MIA housing experts question benefits of Labor's plan to abolish no grounds evictions

A  proposal to make it much harder for landlords to evict their tenants may end up disadvantaging the very people the change is supposed to help, say MIA housing experts. 

NSW Labor have pledged to abolish ‘no grounds evictions’ from tenancy laws, meaning landlords could only get rid of their tenants if they give a reason – with a list of grounds for lease termination specified under law. 

“You can’t lose your job without being given a reason. So why in 2017 is it still possible for you to be thrown out of your home without grounds?” Labor MP Daniel Mookhey asked. 

Under current NSW law, a landlord can evict a tenant without giving them a reason, provided they give 90 days notice.

NSW Labor also proposes making 12 months the default tenancy length, introducing five-year tenancies and limiting rent reviews to once per year. 

While the proposals are designed to protect renters from the threat of homelessness, Deb Longhurst, who works in Griffith youth homelessness sector, is skeptical about the impact they’ll have in this region. 

“While there is a finite number of properties available for rent and even less affordable properties for young people and welfare recipients, I can’t see a massive change for young people, but I guess time will tell”.

“My concern would be there may be less movement in the rental sector and unless there is a glut of available properties it may prove to be detrimental to our clients as well as itinerant workers”.

Ms Longhurst’s concerns were echoed by Matt Zerafa, a property manager at Griffith Real Estate. 

“If every tenancy is one to five years, you won’t get the turnover of tenancies for new people entering the market”. 

Mr Zerafa said the main problem for Griffith renters is there’s hardly anywhere to rent, with vacancies hovering at one per cent.
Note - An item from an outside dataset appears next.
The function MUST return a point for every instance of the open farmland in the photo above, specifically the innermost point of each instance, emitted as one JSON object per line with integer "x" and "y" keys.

“What they really need to do is encourage more investment in Griffith to boost the supply”. 

He also said longer term tenancies may actually hurt the most disadvantaged

“Three and six month leases can help people who don’t have best references, as there’s less risk for all concerned. If the landlord has to rent out their property for one to five years, he’ll want someone perfect”. 

NSW Labor though, see their proposed changes as overdue. 

“Labor’s plan will bring rental rules into the 21st century for all Riverina Families,” Mr Mookhey said. 

“We see more families in the wider Riverina region renting than ever before, and they deserve modern laws”.

Around 30 per cent of Griffith residents are currently renting their properties.